The conversation centered around newest Supreme Court Justice, Brett Kavanaugh:
It was hard for all of us – all having had experiences with men that made the process emotional to watch unfold. We spoke passionately of a day where men didn’t feel entitled to take advantage. We spoke passionately about change.
As we waited, I thought to myself that maybe it had to start with not dismissing the small things. To stop saying, “it’s just an ass grab.” To stop dismissing what we’ve been taught as women to withstand and tolerate.
The police came back after awhile and asked if I’d decided to press charges. In Cook County, there has to be penetration or contact with genitalia to be considered sexual assault, so it would be for battery. I gave my answer with the same confidence that he grabbed my ass with.
A minute later, the man was handcuffed and led outside where the police car waited. He would have to post bail, hire an attorney and see me in court.
She has since promised to take her case as far as it could go, not only for herself, but for “all women (and men) who know this same experience far too well, and who experience far, far worse.”
Howley has made the choice to “silence the small voice that dismisses experiences like this one – that makes us feel like an inconvenience for speaking up.”
Most importantly, Howley is using her story and her experience to say “goodbye to the temptation to believe ‘it’s just an ass grab.'”
She told Dearly:
“I guess that I have to start with acknowledging my privilege – the color of my skin and my specific circumstances. A lot of women have posted or direct messaged me their stories about how they wished they had been brave enough to do what I had done.
The stars were absolutely aligned for me – security happened to be standing right there to witness my reaction and grab him immediately, my incredibly supportive mom, grandmother, and a male ally, Kevin, were there to support me and my decision. All I had to do was answer “yes” to pressing charges. It’s hardly ever this straightforward.

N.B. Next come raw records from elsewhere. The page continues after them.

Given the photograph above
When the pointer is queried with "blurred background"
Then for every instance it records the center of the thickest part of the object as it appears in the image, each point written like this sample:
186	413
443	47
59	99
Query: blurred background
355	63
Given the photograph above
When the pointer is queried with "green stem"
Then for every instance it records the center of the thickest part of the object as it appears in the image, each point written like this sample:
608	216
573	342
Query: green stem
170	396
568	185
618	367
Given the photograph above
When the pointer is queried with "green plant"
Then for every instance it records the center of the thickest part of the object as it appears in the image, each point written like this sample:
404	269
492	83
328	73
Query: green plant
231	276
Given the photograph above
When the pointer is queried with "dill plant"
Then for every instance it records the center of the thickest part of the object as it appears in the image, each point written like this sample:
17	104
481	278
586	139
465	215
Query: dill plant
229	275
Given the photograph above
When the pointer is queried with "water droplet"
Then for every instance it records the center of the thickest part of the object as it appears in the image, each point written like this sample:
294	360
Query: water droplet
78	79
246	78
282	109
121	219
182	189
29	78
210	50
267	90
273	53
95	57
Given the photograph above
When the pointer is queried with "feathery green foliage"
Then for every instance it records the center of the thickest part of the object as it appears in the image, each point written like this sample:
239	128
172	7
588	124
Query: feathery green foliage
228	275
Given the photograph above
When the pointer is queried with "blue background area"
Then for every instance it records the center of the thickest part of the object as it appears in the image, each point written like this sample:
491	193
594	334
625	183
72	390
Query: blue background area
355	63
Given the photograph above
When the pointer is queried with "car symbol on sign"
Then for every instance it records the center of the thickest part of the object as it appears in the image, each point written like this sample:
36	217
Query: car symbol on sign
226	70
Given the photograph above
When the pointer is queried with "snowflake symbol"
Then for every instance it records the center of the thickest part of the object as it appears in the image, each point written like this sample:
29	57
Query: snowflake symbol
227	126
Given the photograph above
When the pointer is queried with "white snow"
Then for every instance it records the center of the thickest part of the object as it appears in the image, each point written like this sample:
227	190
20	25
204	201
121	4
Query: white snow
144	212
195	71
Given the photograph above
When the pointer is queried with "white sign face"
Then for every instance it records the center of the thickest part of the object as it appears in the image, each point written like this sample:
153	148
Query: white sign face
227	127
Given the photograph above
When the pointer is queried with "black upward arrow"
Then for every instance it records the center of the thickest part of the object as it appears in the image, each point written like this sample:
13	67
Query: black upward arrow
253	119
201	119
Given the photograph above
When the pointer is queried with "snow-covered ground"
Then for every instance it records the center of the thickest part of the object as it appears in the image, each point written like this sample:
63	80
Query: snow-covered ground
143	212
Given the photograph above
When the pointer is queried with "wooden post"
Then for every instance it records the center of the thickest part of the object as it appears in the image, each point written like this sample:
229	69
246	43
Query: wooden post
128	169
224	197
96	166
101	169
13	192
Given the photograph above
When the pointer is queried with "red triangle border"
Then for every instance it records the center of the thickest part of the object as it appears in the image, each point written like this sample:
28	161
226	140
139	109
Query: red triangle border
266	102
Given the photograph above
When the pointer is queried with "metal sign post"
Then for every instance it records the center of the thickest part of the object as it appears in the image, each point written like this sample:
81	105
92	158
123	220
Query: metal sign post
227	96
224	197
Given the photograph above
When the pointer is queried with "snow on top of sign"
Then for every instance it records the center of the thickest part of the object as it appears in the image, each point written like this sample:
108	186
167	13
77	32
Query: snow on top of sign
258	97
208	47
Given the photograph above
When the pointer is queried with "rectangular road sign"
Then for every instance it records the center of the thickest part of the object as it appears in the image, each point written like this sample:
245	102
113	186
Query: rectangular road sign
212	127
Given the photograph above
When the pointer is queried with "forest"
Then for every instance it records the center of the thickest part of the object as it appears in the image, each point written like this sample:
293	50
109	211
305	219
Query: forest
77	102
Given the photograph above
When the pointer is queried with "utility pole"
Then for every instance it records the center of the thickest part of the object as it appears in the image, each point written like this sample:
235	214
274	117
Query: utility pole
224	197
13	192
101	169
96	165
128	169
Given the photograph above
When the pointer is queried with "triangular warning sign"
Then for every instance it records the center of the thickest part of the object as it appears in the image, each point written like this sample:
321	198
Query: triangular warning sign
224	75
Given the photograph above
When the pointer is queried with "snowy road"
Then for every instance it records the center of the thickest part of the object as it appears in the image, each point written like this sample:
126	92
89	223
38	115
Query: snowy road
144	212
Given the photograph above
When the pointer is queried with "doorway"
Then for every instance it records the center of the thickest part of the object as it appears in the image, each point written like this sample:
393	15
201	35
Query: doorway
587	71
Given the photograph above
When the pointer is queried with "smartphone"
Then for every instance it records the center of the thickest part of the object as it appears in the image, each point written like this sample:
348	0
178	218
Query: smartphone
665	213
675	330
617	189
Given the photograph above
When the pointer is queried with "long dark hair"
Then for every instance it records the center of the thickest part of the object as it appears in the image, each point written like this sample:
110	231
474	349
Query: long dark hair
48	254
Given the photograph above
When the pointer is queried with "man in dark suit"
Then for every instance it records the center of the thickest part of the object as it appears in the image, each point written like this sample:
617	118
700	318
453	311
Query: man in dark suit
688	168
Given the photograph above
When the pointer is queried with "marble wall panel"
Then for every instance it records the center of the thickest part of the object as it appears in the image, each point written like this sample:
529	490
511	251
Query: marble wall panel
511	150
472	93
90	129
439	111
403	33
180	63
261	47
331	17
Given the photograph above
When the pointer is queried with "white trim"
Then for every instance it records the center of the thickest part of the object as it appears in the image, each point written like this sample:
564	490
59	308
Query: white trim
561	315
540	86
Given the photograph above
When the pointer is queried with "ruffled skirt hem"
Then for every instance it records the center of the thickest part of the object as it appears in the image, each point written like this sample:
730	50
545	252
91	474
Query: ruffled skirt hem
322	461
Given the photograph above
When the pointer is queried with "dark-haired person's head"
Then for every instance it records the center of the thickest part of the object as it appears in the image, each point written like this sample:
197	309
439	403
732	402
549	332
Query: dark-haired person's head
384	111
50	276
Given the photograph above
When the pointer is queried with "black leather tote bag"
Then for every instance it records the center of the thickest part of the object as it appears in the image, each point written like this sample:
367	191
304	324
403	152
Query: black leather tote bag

Howley also told Dearly that her story was in no way meant to “criticize how any woman has chosen to come forward or not to come forward,” but rather her story is meant “to inspire and motivate future action – to set bold boundaries around our bodies, hearts, and worth”:
“Women who’ve experienced any form of sexual assault are brave for just surviving beyond their experience. It doesn’t matter if they didn’t speak up right away, or didn’t take action at all.”
As RAINN reports, one out of every six women in America has been a victim of sexual assault. That equates to roughly 321,500 victims, aged 12 or older of rape and sexual assault each year in the United States.
A sexual assault takes place every 98 seconds in America.
If you or someone you know is a victim of sexual assault and needs someone to talk to, please call the RAINN’s hotline at 800.656.HOPE (4673).
Editor’s Note: This article was updated for clarity after publication.